Currently it's not possible to enable hibernation without also enabling
generic swap for a given swap area. These two use cases are not the
same. For example there may be users who want to enable hibernation,
but whose drives don't have the write endurance for generic swap
activities. Swap and hibernate also have different security/integrity
requirements, prompting folks to possibly set up something like block-level
integrity for swap and image-level integrity for hibernate. Keeping swap
and hibernate separate in these cases becomes not just a matter of
preference, but correctness.
Add a new SWAP_FLAG_NOSWAP that adds a swap region but refuses to allow
generic swapping to it. This region can still be wired up for use in
suspend-to-disk activities, but will never have regular pages swapped to
it. This flag will be passed in by utilities like swapon(8), usage would
probably look something like: swapon -o noswap /dev/sda2.
Swap regions with SWAP_FLAG_NOSWAP set will not appear in /proc/meminfo
under SwapTotal and SwapFree, since they are not usable as general swap.
Signed-off-by: Evan Green <[email protected]>
---
Changes in v3:
- Updated commit message with additional explanation [Andrew]
Changes in v2:
- NOSWAP regions should not contribute to Swap stats in /proc/meminfo.
[David]
- Adjusted comment of SWAP_FLAG_NOSWAP [Pavel]

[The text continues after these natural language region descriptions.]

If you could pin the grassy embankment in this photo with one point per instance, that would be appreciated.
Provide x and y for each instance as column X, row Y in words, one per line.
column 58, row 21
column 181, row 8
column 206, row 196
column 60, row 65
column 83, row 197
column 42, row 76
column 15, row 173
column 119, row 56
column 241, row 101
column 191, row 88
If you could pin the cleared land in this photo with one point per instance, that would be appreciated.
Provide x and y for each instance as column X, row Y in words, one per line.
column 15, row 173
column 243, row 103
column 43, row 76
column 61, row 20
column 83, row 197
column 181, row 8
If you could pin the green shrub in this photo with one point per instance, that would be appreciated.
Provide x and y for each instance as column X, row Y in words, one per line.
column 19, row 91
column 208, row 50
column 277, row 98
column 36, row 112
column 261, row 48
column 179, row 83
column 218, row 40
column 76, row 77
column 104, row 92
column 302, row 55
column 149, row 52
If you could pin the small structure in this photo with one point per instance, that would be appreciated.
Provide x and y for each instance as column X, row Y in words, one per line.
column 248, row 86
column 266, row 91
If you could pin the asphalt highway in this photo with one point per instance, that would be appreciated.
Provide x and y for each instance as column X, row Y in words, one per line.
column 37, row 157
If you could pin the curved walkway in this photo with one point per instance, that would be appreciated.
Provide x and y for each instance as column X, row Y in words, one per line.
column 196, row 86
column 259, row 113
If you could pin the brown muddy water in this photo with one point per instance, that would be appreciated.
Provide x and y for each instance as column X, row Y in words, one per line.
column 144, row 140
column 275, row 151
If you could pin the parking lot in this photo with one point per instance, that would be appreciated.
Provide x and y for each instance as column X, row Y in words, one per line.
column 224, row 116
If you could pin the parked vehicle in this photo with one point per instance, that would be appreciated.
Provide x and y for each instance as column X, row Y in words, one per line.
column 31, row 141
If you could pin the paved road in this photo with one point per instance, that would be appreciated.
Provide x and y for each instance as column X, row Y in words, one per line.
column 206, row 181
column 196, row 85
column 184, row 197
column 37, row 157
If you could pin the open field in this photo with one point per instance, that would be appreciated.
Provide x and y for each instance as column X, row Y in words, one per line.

- Note: Opted not to take Pavel's tag since enough has changed in this
revision to warrant another look.
- Call swap_entry_free() in swap_free to avoid NOSWAP leaks back into
the general pool via swap_slots_cache [me].
include/linux/swap.h | 4 +++-
mm/swapfile.c | 52 +++++++++++++++++++++++++++++++-------------
2 files changed, 40 insertions(+), 16 deletions(-)

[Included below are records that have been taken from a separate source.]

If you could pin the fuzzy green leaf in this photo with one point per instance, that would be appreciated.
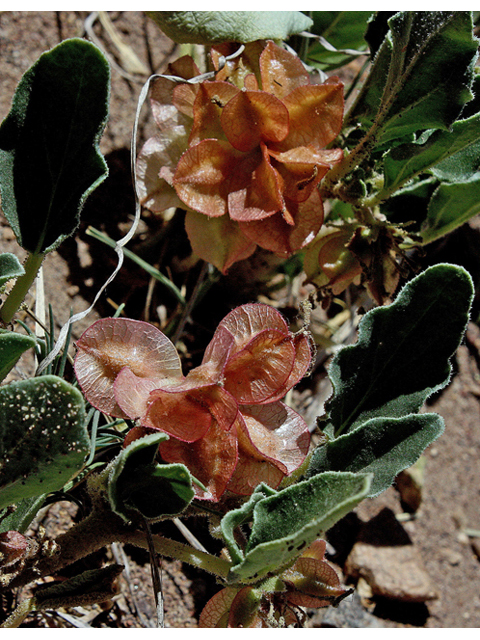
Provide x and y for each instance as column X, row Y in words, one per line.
column 49, row 143
column 10, row 268
column 137, row 484
column 450, row 206
column 382, row 446
column 236, row 517
column 422, row 74
column 453, row 155
column 12, row 345
column 403, row 350
column 286, row 523
column 43, row 440
column 24, row 513
column 209, row 27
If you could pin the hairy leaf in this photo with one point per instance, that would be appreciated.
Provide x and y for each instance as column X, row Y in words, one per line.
column 49, row 144
column 403, row 350
column 138, row 484
column 456, row 154
column 208, row 27
column 450, row 206
column 305, row 511
column 422, row 74
column 43, row 440
column 382, row 446
column 12, row 345
column 236, row 517
column 10, row 267
column 25, row 512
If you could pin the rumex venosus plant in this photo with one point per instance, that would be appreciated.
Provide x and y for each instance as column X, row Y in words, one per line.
column 255, row 143
column 225, row 419
column 251, row 151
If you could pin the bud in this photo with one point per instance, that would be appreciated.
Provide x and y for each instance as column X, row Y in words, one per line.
column 13, row 547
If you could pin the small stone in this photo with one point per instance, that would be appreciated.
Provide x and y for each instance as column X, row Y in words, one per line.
column 409, row 483
column 476, row 546
column 451, row 556
column 385, row 557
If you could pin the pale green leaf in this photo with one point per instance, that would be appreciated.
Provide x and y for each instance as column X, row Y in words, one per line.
column 209, row 27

diff --git a/include/linux/swap.h b/include/linux/swap.h
index cdf0957a88a49a..5e1d80be84bb02 100644
--- a/include/linux/swap.h
+++ b/include/linux/swap.h
@@ -28,10 +28,11 @@ struct pagevec;
#define SWAP_FLAG_DISCARD 0x10000 /* enable discard for swap */
#define SWAP_FLAG_DISCARD_ONCE 0x20000 /* discard swap area at swapon-time */
#define SWAP_FLAG_DISCARD_PAGES 0x40000 /* discard page-clusters after use */
+#define SWAP_FLAG_NOSWAP 0x80000 /* use only for hibernate, not swap */
#define SWAP_FLAGS_VALID (SWAP_FLAG_PRIO_MASK | SWAP_FLAG_PREFER | \
SWAP_FLAG_DISCARD | SWAP_FLAG_DISCARD_ONCE | \
- SWAP_FLAG_DISCARD_PAGES)
+ SWAP_FLAG_DISCARD_PAGES | SWAP_FLAG_NOSWAP)
#define SWAP_BATCH 64
static inline int current_is_kswapd(void)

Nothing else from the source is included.